Deze acute pathologie van de RM bij patiënten met COVID-19 wordt waarschijnlijk verder verergerd door onderliggende gezondheidsproblemen, effecten van MV en andere COVID-19-pathologie die de RM-prestaties schaadt en de ademhalingsarbeid verhoogt.
Deze gecombineerde factoren kunnen zowel de acute als de aanhoudende dyspneu en andere functionele beperkingen verklaren die zijn aangetoond bij patiënten met COVID-19.
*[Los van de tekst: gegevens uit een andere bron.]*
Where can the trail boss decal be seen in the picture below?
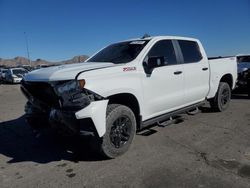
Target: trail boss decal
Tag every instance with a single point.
(125, 69)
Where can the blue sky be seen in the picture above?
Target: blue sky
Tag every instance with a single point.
(59, 30)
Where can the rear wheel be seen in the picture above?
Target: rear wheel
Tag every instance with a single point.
(222, 98)
(120, 131)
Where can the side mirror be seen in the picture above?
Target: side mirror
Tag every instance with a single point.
(152, 63)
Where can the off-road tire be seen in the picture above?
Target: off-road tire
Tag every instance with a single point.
(115, 112)
(222, 98)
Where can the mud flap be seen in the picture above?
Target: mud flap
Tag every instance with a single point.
(97, 112)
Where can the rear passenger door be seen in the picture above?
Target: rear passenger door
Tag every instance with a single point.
(196, 71)
(163, 87)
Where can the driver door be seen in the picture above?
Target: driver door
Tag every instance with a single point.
(163, 81)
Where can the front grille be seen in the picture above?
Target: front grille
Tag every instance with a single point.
(41, 91)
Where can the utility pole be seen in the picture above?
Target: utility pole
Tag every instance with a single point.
(27, 47)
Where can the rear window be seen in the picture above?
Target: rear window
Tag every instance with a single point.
(19, 71)
(190, 51)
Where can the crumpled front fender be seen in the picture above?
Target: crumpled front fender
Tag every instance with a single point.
(96, 110)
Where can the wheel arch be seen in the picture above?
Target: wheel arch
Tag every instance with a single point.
(227, 78)
(130, 101)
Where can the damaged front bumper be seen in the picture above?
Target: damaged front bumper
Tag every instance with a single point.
(71, 113)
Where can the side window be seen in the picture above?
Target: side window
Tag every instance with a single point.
(190, 51)
(165, 50)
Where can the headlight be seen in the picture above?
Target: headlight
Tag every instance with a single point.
(70, 86)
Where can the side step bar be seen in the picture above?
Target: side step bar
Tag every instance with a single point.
(169, 115)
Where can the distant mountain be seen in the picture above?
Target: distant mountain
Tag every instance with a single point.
(18, 61)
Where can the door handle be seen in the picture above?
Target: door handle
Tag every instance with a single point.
(205, 68)
(177, 72)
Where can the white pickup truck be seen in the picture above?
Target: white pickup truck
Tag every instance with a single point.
(127, 87)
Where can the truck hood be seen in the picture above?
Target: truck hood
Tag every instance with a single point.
(63, 72)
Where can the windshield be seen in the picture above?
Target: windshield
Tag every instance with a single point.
(122, 52)
(19, 71)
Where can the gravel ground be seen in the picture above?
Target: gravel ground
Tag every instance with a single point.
(205, 150)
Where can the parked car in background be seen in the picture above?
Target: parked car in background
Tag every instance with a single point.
(15, 75)
(2, 74)
(27, 67)
(243, 82)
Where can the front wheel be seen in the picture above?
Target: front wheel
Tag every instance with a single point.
(120, 131)
(222, 98)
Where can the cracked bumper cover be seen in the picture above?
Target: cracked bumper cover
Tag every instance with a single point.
(96, 110)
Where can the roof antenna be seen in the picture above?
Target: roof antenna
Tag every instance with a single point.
(145, 36)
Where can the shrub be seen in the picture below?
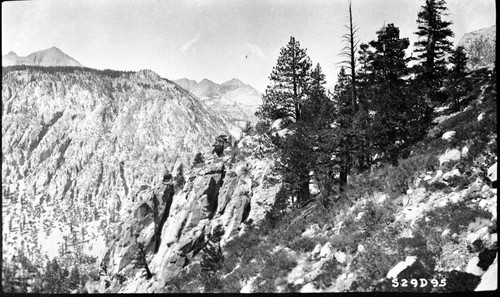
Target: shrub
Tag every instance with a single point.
(302, 244)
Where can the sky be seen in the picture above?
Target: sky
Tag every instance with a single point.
(214, 39)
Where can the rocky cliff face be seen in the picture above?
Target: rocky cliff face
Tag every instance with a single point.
(221, 192)
(480, 46)
(48, 57)
(77, 144)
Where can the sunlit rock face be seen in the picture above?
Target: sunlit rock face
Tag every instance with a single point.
(77, 145)
(480, 47)
(221, 192)
(234, 100)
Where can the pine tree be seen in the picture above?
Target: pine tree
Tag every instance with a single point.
(344, 133)
(290, 80)
(318, 118)
(392, 98)
(433, 43)
(179, 177)
(285, 97)
(457, 81)
(350, 52)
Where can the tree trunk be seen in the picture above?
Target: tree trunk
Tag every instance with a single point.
(343, 178)
(303, 191)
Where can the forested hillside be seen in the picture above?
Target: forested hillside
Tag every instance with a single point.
(124, 182)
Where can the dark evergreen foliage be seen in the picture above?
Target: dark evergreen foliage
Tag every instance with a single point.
(457, 82)
(433, 43)
(289, 84)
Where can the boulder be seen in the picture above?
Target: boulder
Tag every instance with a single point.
(308, 288)
(489, 280)
(465, 151)
(396, 270)
(326, 250)
(449, 155)
(316, 250)
(450, 174)
(480, 117)
(436, 178)
(340, 257)
(472, 267)
(448, 136)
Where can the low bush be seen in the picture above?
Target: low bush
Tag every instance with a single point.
(302, 244)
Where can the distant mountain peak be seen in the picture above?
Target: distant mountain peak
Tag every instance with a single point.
(48, 57)
(480, 46)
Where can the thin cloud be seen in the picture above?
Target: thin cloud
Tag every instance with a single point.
(190, 43)
(254, 49)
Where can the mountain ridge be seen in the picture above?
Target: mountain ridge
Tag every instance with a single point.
(480, 46)
(48, 57)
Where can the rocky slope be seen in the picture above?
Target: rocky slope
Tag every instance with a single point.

De rol en werkzaamheid van RMT bij het verbeteren van dyspnoe en andere belangrijke functionele resultaten zijn algemeen bekend voor patiënten met meerdere gezondheidsproblemen.
Vanwege de directe impact van SARS-CoV2-infectie op RM-prestaties wordt het duidelijk dat RM-testen en RMT een sleutelrol zullen spelen bij de revalidatie van patiënten met COVID-19.
Echter, bewijs voor de rol van RM-testen en RMT bij de revalidatie van patiënten met COVID-19 is nog steeds in opkomst.
Verder onderzoek is nodig om de meest geschikte RM-testen en RMT-protocollen voor patiënten met COVID-19 en het effect van RMT op belangrijke functionele resultaten te bepalen.